PPRuNe Forums - View Single Post - Did anyone find training as hard as I do?
Old 3rd May 2009, 18:29
  #43 (permalink)  
G SXTY

Supercharged PPRuNer
 
Join Date: Nov 2000
Location: Doon the watter, a million miles from the sandpit.
Posts: 1,183
Received 0 Likes on 0 Posts
I found most of the CPL and IR reasonably straightforward, but I was rubbish at flying a raw-data ILS. Really rubbish, to the point where it became a mindset problem, rather than a lack of flying ability. After a year flying airliners, I'm still rubbish at them, as I proved to myself the other week when I tried one and ended up looking out of the window for inspiration . . .

The good news is that it doesn't matter very much, as 90% of approaches are auto-coupled (the way the company likes it) and on the odd occasion when we do hand fly - usually for practice - it's either fully visual, or an ILS using the flight director.
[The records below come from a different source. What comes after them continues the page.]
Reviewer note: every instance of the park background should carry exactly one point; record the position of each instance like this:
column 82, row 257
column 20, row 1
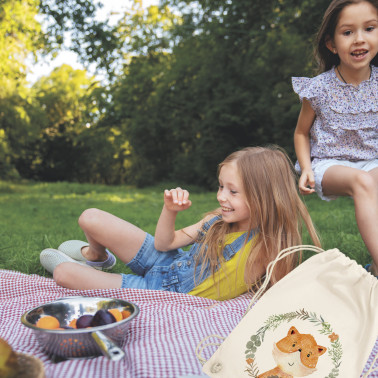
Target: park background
column 167, row 92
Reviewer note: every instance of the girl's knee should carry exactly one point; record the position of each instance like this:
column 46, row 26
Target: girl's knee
column 89, row 217
column 364, row 184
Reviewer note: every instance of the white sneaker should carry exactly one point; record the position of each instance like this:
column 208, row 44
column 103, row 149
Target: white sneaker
column 51, row 258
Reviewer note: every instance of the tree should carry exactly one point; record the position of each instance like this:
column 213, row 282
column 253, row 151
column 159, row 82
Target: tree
column 69, row 108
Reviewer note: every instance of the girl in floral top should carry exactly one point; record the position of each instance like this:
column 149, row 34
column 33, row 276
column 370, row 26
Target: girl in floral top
column 336, row 135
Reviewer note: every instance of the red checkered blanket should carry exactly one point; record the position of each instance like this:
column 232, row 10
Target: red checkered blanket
column 161, row 341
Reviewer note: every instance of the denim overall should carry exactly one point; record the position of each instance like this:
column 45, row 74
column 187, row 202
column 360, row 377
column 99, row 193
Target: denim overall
column 174, row 270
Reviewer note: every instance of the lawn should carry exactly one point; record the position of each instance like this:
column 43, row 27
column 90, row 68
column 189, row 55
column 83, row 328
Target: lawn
column 35, row 216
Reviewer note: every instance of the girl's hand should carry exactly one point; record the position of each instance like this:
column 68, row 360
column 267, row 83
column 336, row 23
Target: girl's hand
column 176, row 199
column 306, row 182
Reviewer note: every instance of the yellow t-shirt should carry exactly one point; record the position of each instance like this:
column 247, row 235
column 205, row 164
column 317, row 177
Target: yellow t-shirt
column 230, row 276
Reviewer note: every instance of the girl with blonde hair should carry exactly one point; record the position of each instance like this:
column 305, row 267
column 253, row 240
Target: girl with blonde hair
column 260, row 214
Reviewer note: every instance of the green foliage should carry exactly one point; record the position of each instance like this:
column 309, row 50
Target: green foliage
column 189, row 82
column 69, row 105
column 49, row 212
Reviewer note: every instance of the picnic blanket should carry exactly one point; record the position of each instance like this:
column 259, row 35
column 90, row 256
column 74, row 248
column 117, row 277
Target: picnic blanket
column 161, row 341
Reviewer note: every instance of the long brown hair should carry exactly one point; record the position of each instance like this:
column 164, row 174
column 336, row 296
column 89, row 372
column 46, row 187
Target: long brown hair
column 323, row 56
column 269, row 183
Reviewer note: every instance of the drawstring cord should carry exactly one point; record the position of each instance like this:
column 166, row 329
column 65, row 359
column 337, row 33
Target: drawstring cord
column 203, row 344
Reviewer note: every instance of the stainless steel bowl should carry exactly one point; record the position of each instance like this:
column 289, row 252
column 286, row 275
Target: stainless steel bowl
column 85, row 342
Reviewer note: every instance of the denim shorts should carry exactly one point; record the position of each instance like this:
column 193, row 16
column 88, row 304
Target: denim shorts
column 320, row 166
column 156, row 270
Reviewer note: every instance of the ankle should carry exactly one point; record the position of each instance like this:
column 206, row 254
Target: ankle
column 93, row 255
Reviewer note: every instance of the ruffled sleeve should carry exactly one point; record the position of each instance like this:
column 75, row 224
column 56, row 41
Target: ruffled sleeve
column 308, row 88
If I'd known that during IR training, I could have saved myself an awful lot of sleepless nights. (And before anyone phones the Daily Mail with a scoop about incompetent airline pilots, I've jumped through quite enough hoops to prove I can safely transport joe public from A to B, thank you very much).

Being an airline pilot is about much, much more than raw flying ability. Being able to function as part of a team, communication, prioritising and managing workload, and not p*ssing off the bloke sat next to you are all at least as important as being able to ace the needles. The vast majority of my colleagues are bloody good at what they do, but that's not because they're brilliant, instinctive stick and rudder pilots. It's because they're professional, conscientious, and put in a lot of effort to stay that way. No-one is perfect, and we all have one or more aspects of our flying that could be improved - that's one of the challenges that keeps the job so fresh. As JB007 pointed out, you'll have good and bad days at the office (and in the sim) throughout your career - it comes with the territory.

Remember that, and you'll appreciate that training difficulties are just part of the learning process. They're not the be-all and and-all that they sometimes appear.